Return of the Black Tailed Deer

Spring is in the air and the deer seem to know it.

We got to know “our” black tailed deer during the past year.  We enjoyed their visits each morning and evening as we became accustomed to mountain life and our new surroundings.  We got to know the regulars – three bucks we named Scratcher, Kicker, and Chester – and the occasional doe who would follow behind in an appropriate amount of distance based on pecking order.

In early summer we gushed when a spotted fawn accompanied a doe and the three bucks down for breakfast.  We watched in awe as the bucks antlers grew and made these mature males look all the more powerful and glorious.  We mourned the loss of Gimpy, the buck with a broken leg, who we found him dead on our property in early Fall not far from our driveway.  He was an older buck who hobbled along on a three legs for at least a few years (per the previous property owners) and apparently died of old age and not because of his injury that he seemed to manage relatively well given the circumstances.

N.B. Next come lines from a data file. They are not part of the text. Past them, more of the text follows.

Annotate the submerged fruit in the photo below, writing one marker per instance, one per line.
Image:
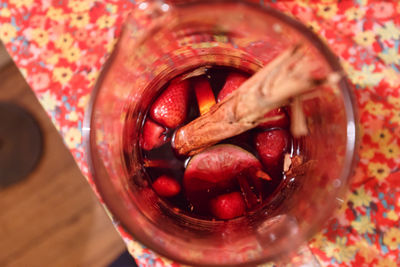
(153, 135)
(170, 107)
(228, 206)
(271, 145)
(204, 94)
(280, 119)
(217, 165)
(233, 81)
(166, 186)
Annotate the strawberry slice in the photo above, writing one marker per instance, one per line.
(281, 121)
(233, 81)
(228, 206)
(153, 135)
(170, 107)
(204, 94)
(166, 186)
(271, 145)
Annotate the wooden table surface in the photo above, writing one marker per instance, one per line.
(52, 218)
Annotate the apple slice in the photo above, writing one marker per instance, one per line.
(228, 206)
(204, 94)
(217, 165)
(278, 118)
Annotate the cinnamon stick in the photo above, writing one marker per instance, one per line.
(272, 86)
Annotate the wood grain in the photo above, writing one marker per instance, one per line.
(52, 218)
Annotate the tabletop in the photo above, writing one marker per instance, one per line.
(60, 47)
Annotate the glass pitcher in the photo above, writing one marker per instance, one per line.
(161, 40)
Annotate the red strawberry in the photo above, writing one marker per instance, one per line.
(228, 206)
(233, 81)
(281, 120)
(166, 186)
(204, 94)
(271, 145)
(153, 135)
(170, 107)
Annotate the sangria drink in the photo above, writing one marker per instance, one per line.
(230, 179)
(235, 192)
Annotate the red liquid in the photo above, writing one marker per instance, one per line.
(204, 200)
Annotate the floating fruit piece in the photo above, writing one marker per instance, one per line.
(163, 164)
(271, 145)
(233, 81)
(251, 195)
(170, 107)
(228, 206)
(204, 94)
(166, 186)
(278, 118)
(217, 166)
(153, 135)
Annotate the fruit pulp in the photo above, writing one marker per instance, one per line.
(235, 177)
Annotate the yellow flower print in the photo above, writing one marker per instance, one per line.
(64, 41)
(390, 56)
(367, 152)
(388, 31)
(395, 116)
(367, 251)
(378, 170)
(48, 101)
(318, 241)
(5, 12)
(73, 138)
(92, 77)
(365, 38)
(56, 14)
(391, 151)
(111, 8)
(80, 5)
(314, 26)
(83, 100)
(7, 32)
(79, 20)
(354, 13)
(360, 198)
(40, 36)
(105, 21)
(21, 3)
(363, 225)
(72, 54)
(391, 77)
(73, 116)
(49, 57)
(376, 109)
(365, 77)
(339, 250)
(392, 215)
(386, 262)
(391, 238)
(395, 101)
(62, 75)
(383, 136)
(327, 11)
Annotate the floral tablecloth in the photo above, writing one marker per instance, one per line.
(60, 46)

In Fall hunting season is followed by rutting which drive the deer away from the Golden K with only an occasional visit by a stray buck.  The mostly absence of deer throughout Winter was striking and I missed them.  I wondered where they went, how they were doing, and if they would return back to the Golden K.

And then they did. Last weekend our black tailed beauties returned home in full force.

There were antler-less bucks with foreheads sporting only sockets where their magnificent antlers once were but fell off in the last month or so.  There were does, skinny and hungry and presumably preparing for birth later this spring or early summer.  And there were the yearlings.  Small and skinny but healthy “kids” who survived the winter when the majority of their peers have perished.  Fawn mortality rate runs between 50% and 70%.

So as Spring begins friends of the Golden K have returned much to our joy and anticipation.  Anticipation of more fawns, more grand buck antlers, and continued health and prosperity that all  creatures- man or beast – hope to experience and be blessed upon by Mother Nature.

It’s been almost a year since we arrived at the Golden K.  The return of the black Tailed have Deer reinforced the circle of life and most notably my romantic perspective of life at 3100 feet.